Vous êtes députée des Yvelines. Si on prend les communes les plus peuplées, les plus populaires de votre département, je pense aux Mureaux, par exemple, à Trappes, à Poissy. Vous avez constaté, effectivement, ces contrôles au faciès de la police ? Moi, je ne peux pas les constater, parce que je ne suis pas présente au moment où les contrôles sont effectués. Vous n'avez jamais assisté à des contrôles ? Non, je n'ai pas assisté à des contrôles. Mais je pense qu'il y a beaucoup de citoyens qui n'ont pas eu à assister à des contrôles et qui n'ont pas forcément eu la capacité à dénoncer si certains contrôles étaient dévoyés.
Il y en a beaucoup qui ont été contrôlés, par contre.
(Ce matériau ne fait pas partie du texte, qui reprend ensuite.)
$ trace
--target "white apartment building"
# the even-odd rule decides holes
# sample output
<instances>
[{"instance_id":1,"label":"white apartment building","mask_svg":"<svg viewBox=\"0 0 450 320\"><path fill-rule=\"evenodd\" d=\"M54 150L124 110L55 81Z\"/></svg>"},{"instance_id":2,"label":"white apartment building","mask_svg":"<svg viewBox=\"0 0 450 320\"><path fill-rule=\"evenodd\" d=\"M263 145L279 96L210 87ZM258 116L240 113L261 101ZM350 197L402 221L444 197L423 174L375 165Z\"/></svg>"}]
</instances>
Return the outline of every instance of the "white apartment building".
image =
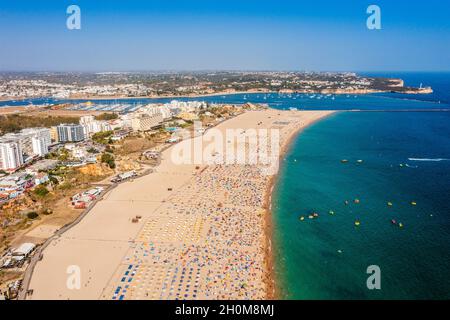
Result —
<instances>
[{"instance_id":1,"label":"white apartment building","mask_svg":"<svg viewBox=\"0 0 450 320\"><path fill-rule=\"evenodd\" d=\"M131 119L131 128L133 131L149 131L160 126L162 122L163 116L160 113L154 115L143 113Z\"/></svg>"},{"instance_id":2,"label":"white apartment building","mask_svg":"<svg viewBox=\"0 0 450 320\"><path fill-rule=\"evenodd\" d=\"M23 154L17 139L0 140L0 169L12 171L23 165Z\"/></svg>"},{"instance_id":3,"label":"white apartment building","mask_svg":"<svg viewBox=\"0 0 450 320\"><path fill-rule=\"evenodd\" d=\"M48 153L51 144L50 129L48 128L27 128L19 133L9 133L3 139L12 139L19 143L22 156L32 158L34 156L44 156Z\"/></svg>"},{"instance_id":4,"label":"white apartment building","mask_svg":"<svg viewBox=\"0 0 450 320\"><path fill-rule=\"evenodd\" d=\"M98 132L112 130L112 127L108 122L95 120L94 116L81 117L80 125L83 126L84 135L86 137L90 137Z\"/></svg>"},{"instance_id":5,"label":"white apartment building","mask_svg":"<svg viewBox=\"0 0 450 320\"><path fill-rule=\"evenodd\" d=\"M79 142L85 139L84 128L79 124L61 124L56 127L59 142Z\"/></svg>"}]
</instances>

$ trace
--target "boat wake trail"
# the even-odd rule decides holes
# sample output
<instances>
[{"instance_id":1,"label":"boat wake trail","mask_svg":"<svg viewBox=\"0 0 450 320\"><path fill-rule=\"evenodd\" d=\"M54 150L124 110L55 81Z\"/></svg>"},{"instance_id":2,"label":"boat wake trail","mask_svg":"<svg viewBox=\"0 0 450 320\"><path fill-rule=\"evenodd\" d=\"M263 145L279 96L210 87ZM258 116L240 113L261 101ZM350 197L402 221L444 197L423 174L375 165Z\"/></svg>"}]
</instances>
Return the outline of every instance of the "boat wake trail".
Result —
<instances>
[{"instance_id":1,"label":"boat wake trail","mask_svg":"<svg viewBox=\"0 0 450 320\"><path fill-rule=\"evenodd\" d=\"M427 158L408 158L409 161L426 161L426 162L440 162L440 161L450 161L450 159L445 158L436 158L436 159L427 159Z\"/></svg>"}]
</instances>

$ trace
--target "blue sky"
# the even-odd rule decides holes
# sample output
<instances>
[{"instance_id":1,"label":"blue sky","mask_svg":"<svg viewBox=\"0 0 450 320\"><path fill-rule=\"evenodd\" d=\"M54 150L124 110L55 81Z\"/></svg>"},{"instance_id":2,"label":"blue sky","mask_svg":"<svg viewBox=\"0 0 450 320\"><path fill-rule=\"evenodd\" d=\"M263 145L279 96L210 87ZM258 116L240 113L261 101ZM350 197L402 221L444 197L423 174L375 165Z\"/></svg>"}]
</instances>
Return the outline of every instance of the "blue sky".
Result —
<instances>
[{"instance_id":1,"label":"blue sky","mask_svg":"<svg viewBox=\"0 0 450 320\"><path fill-rule=\"evenodd\" d=\"M450 1L0 0L0 70L206 69L448 71Z\"/></svg>"}]
</instances>

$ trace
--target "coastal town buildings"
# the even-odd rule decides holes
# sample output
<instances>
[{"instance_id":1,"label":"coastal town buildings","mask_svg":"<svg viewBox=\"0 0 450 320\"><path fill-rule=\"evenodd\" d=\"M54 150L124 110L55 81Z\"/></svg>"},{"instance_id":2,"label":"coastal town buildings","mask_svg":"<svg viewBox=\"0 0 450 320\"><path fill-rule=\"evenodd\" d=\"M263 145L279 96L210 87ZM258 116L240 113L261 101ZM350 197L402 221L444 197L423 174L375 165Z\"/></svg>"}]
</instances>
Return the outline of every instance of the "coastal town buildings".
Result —
<instances>
[{"instance_id":1,"label":"coastal town buildings","mask_svg":"<svg viewBox=\"0 0 450 320\"><path fill-rule=\"evenodd\" d=\"M85 139L84 128L79 124L61 124L57 130L59 142L79 142Z\"/></svg>"},{"instance_id":2,"label":"coastal town buildings","mask_svg":"<svg viewBox=\"0 0 450 320\"><path fill-rule=\"evenodd\" d=\"M159 127L163 122L163 117L160 113L153 115L141 113L131 119L131 128L134 131L149 131Z\"/></svg>"},{"instance_id":3,"label":"coastal town buildings","mask_svg":"<svg viewBox=\"0 0 450 320\"><path fill-rule=\"evenodd\" d=\"M91 137L95 133L112 130L112 126L107 121L95 120L95 117L92 115L81 117L80 125L83 126L85 137Z\"/></svg>"},{"instance_id":4,"label":"coastal town buildings","mask_svg":"<svg viewBox=\"0 0 450 320\"><path fill-rule=\"evenodd\" d=\"M13 171L22 165L23 154L18 139L0 139L0 169Z\"/></svg>"}]
</instances>

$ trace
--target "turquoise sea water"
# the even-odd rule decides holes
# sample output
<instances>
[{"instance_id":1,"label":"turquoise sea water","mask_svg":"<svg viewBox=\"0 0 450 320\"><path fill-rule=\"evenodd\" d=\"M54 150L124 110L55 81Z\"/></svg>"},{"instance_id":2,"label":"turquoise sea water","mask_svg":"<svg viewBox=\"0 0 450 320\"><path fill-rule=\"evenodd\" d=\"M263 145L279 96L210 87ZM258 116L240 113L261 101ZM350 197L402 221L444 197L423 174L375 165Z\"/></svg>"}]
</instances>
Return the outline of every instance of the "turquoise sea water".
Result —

Oui, mais c'est une question qui se pose de manière régulière. Est-ce qu'il faut donner un récipicé au moment des contrôles qui sont organisés, de manière à éviter que la même personne puisse être contrôlée plusieurs fois dans la journée par différentes forces de l'ordre qui viendraient faire leur travail aussi, pour vérifier tout simplement qu'il n'y a pas de risque dans tel ou tel quartier ? Donc, ce sont des questions récurrentes dont il faut qu'on arrive à sortir, parce que ce sont des questions qui, en permanence, rajoutent de la défiance. Or, dans ces quartiers, ce sont les quartiers, justement, où vous avez le plus besoin d'une présence qui permette de protéger la population.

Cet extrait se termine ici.